There was a script. It was written when these guys were born, leaving them pre-destined to a life of crime. When I walked on to 'the set', it meant walking into their world, a world that every moviegoer is familiar with: For sure murders, kidnappings and drug deals - though not necessarily in that order.

The principals, all members of the Noonan crime family, are well-versed in the film grammar of Scorsese and Tarantino, just like the rest of us. They live in their own movies, daily imitating those sounds, swaggers and even storylines of popular culture, but they can't hide their ill-fitting suits and Manchester accents.

I wanted the viewer to discover this world just as I did one nerve-wracking step at a time. I want those watching to touch, smell and breathe the grit of this gangster and his family from the inside out.

In three years of watching the Noonans at close quarters I was shocked and appalled, but I was also touched by what unfolded. I challenge anyone to view these frighteningly colourful lives using only a black and white prism.

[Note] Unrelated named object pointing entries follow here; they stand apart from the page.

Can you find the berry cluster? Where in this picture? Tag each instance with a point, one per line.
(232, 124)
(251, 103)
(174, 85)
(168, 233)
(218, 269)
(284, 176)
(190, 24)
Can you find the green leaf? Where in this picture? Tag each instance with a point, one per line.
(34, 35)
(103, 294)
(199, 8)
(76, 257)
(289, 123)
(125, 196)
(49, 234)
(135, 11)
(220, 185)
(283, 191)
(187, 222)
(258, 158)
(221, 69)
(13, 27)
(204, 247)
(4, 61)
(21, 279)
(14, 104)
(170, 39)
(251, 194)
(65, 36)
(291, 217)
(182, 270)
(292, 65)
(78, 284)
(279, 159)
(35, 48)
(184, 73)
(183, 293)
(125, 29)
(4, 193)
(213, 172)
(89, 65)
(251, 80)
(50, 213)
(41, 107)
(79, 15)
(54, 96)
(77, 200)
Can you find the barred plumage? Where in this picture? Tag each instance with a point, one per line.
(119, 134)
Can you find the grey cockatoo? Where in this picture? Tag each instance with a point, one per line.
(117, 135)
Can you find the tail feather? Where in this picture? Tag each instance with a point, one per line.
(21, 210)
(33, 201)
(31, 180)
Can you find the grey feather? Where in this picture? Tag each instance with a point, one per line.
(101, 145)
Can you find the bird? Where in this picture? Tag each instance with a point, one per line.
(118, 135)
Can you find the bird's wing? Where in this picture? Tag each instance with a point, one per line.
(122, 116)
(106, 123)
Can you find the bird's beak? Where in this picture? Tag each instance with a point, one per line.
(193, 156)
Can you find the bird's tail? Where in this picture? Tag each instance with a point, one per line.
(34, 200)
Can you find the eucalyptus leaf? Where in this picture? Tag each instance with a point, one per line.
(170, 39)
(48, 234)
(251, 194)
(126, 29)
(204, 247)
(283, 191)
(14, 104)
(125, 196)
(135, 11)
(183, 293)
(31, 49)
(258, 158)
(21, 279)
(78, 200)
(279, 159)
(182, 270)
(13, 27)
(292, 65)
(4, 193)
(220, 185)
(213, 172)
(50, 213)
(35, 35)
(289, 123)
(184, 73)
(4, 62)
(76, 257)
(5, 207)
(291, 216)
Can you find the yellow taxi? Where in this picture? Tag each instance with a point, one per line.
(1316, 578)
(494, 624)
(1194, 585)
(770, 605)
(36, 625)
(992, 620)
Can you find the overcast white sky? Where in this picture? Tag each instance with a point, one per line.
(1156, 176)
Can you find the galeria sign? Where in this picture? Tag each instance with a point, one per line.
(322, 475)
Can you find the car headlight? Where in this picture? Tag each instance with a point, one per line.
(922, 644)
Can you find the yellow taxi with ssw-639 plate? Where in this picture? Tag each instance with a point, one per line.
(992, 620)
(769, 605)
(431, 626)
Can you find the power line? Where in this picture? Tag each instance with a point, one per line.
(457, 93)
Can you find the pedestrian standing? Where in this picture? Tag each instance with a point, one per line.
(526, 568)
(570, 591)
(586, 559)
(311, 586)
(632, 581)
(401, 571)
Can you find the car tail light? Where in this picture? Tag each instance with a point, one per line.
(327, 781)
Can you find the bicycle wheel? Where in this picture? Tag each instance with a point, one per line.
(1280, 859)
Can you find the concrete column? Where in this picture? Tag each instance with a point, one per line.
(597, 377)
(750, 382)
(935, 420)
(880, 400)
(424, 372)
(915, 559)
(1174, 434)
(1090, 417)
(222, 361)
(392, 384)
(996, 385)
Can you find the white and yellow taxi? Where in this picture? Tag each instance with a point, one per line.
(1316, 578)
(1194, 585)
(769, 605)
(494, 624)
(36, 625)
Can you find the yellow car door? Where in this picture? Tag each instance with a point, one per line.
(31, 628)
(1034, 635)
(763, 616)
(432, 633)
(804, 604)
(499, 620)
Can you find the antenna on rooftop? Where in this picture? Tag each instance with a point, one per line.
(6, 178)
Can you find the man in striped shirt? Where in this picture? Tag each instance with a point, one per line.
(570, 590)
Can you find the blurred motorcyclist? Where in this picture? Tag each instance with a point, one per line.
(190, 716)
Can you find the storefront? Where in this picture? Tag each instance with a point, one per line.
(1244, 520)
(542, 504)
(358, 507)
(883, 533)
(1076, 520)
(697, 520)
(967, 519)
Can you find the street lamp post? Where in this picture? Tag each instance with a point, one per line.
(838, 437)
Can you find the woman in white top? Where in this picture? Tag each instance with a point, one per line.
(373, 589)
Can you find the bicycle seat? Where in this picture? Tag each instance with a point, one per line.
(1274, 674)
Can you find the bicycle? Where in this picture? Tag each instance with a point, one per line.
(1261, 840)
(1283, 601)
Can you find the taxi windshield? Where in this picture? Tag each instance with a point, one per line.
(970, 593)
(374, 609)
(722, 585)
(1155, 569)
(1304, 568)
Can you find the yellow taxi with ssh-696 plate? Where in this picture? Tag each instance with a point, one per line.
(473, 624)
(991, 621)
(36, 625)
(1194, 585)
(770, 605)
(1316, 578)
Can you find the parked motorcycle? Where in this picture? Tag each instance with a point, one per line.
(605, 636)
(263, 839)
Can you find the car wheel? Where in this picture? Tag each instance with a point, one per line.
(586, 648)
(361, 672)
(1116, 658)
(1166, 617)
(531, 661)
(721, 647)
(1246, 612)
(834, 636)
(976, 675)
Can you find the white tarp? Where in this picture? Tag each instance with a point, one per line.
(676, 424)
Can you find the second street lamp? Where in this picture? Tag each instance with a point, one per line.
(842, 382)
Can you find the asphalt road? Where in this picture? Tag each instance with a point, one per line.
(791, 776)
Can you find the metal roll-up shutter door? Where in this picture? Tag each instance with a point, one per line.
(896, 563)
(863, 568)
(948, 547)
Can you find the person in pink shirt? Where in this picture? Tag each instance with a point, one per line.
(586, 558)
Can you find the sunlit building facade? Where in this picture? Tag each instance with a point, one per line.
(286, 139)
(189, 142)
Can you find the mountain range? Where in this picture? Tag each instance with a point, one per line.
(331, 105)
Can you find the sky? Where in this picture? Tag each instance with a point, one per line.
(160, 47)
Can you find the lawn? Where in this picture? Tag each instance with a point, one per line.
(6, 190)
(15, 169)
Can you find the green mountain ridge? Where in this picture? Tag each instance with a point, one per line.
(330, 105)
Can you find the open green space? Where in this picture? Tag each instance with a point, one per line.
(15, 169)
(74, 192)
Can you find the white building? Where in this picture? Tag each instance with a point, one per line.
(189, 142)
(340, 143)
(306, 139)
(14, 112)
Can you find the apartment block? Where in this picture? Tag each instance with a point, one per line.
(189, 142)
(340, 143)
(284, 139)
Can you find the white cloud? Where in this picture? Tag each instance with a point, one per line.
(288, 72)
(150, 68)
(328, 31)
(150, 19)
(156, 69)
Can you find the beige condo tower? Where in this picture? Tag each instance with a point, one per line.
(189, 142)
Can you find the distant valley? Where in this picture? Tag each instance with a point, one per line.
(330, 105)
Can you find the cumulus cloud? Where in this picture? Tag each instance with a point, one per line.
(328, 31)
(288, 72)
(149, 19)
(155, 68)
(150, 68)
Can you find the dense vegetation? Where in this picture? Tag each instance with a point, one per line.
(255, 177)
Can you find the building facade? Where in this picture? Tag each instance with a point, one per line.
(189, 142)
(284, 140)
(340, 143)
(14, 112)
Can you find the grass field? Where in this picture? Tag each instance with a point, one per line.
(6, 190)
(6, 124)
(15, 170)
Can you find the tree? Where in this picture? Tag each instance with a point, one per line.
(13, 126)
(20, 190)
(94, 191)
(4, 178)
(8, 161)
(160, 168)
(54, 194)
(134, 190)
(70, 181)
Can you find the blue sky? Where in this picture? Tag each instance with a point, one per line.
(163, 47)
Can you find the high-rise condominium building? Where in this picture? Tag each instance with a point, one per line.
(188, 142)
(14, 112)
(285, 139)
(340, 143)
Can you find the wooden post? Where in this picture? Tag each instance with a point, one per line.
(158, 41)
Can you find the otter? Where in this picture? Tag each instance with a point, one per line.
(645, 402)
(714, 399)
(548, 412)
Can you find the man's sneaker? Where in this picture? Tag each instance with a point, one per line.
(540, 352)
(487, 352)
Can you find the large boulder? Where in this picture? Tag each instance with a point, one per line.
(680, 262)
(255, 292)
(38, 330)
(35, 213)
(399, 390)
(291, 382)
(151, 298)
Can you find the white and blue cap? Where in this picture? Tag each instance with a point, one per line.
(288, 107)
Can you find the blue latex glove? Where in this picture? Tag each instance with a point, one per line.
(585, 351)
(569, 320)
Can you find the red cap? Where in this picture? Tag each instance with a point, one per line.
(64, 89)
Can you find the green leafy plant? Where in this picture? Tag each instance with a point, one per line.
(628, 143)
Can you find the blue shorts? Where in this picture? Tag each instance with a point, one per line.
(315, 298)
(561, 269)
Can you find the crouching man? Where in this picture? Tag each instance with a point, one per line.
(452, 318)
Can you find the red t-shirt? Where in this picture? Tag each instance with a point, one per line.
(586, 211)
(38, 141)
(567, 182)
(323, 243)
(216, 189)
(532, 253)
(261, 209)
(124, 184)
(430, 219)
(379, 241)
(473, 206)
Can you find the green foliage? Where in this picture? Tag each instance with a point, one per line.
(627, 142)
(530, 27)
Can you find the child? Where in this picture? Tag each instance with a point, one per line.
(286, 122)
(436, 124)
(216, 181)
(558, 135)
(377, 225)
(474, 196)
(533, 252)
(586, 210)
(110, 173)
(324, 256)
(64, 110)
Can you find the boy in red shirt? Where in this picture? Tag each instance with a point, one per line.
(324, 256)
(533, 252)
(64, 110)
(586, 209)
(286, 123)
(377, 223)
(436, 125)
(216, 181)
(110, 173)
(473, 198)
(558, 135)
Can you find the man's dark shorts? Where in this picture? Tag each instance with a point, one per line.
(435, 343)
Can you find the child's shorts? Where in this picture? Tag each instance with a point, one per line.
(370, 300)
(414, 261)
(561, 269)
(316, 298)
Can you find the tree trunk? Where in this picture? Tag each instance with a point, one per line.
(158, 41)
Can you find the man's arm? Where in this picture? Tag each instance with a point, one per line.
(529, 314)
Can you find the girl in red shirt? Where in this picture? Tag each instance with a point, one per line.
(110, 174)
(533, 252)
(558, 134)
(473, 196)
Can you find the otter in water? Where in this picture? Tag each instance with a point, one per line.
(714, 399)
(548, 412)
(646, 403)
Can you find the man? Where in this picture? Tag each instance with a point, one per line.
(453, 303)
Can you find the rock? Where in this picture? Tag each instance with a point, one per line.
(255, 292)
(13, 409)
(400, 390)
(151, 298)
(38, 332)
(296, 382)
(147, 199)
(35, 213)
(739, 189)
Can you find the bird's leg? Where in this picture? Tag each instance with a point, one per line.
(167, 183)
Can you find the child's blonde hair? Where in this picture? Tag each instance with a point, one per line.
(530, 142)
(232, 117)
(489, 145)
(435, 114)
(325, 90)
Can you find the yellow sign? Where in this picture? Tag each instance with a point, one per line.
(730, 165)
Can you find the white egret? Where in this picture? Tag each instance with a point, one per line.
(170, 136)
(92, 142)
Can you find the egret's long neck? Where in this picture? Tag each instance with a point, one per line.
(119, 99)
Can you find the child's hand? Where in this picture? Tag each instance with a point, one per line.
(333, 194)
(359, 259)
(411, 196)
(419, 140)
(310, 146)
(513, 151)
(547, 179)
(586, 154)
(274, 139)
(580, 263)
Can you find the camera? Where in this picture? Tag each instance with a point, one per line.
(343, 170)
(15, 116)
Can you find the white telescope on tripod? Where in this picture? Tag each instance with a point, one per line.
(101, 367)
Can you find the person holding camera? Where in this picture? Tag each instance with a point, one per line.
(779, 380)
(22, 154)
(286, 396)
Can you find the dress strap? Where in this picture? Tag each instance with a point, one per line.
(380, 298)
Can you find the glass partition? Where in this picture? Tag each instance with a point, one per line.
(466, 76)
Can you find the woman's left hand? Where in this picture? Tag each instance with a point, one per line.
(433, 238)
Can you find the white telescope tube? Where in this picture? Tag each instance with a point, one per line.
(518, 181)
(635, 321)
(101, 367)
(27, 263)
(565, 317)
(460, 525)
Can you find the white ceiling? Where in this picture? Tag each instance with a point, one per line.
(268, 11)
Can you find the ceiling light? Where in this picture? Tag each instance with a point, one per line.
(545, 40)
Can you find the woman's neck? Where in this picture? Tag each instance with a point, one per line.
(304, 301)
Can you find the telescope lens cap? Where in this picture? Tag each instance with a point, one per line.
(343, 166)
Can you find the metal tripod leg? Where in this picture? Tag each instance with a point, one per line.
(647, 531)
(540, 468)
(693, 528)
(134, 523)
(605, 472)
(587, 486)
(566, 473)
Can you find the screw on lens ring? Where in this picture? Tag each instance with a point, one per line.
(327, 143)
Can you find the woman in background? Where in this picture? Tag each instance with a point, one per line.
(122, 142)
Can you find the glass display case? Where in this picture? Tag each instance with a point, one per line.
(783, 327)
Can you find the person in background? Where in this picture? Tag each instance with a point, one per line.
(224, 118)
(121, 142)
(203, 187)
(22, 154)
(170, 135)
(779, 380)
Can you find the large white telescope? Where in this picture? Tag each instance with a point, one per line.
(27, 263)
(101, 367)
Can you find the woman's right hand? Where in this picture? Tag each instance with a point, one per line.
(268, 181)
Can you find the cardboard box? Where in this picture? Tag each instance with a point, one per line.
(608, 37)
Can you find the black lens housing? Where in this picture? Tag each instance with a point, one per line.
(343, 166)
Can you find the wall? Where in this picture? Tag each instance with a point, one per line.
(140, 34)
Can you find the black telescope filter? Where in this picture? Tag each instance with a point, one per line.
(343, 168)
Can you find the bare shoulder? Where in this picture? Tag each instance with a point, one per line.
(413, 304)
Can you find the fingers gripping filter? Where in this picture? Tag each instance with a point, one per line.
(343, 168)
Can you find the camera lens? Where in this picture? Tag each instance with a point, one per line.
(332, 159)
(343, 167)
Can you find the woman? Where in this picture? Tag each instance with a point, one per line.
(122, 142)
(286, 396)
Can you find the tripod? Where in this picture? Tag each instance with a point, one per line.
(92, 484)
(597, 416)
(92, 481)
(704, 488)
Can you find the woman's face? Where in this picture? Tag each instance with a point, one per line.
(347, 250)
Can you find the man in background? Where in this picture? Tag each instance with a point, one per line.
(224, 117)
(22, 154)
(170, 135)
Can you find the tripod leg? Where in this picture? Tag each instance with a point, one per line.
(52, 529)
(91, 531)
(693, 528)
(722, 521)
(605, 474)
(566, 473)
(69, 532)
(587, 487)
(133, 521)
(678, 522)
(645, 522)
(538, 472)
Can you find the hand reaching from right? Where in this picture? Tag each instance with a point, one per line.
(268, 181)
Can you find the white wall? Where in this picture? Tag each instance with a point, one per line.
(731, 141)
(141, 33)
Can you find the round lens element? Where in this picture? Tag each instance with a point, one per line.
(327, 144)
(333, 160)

I first met Dominic Noonan, the head of the family, in Britain's high security Belmarsh Crown Court. "Everybody I know wants to kill you. My brother was asked to whack you - I can see the job isn't done", he said. It's a chat-up line you remember. It led me on an unforgettable path."
DONAL MACINTYRE

Donal MacIntyre is Britain's best known investigative journalist and his reputation for daring and bold exposes have won him many awards and plaudits. His investigations have also made him enemies and over the last six years he has endured death threats, kidnapping attempts, assaults, and has been forced to live in safe houses with bodyguards.

MacIntyre has reported from Beirut, Bosnia, the Congo, Belfast, and Burma but it is his ten years of undercover work for the BBC, ITV, Sky and Five in the UK, which sealed his reputation as a brave and courageous reporter.

In that guise he has tackled a huge range of issues including care home scandals involving the abuse of the elderly and the learning disabled, international trade in endangered animals, the trafficking of sex slaves into Britain and the illicit arms trade in Eastern Europe to name a few.

He won two Royal Television Society awards for his first major story which saw him live 'Donnie Brasco' style for a year amidst English drug dealers and gangsters.

Most famously, though, he lived undercover for 18 months for the BBC, simultaneously infiltrating the worlds of fashion, football hooliganism, Nigerian conmen, high finance and care homes, sometimes changing roles, on an hourly basis.

Now, a director, MacIntyre has most recently shot a series of hard hitting anti-smoking commercials in the UK, one of which was banned by the Government.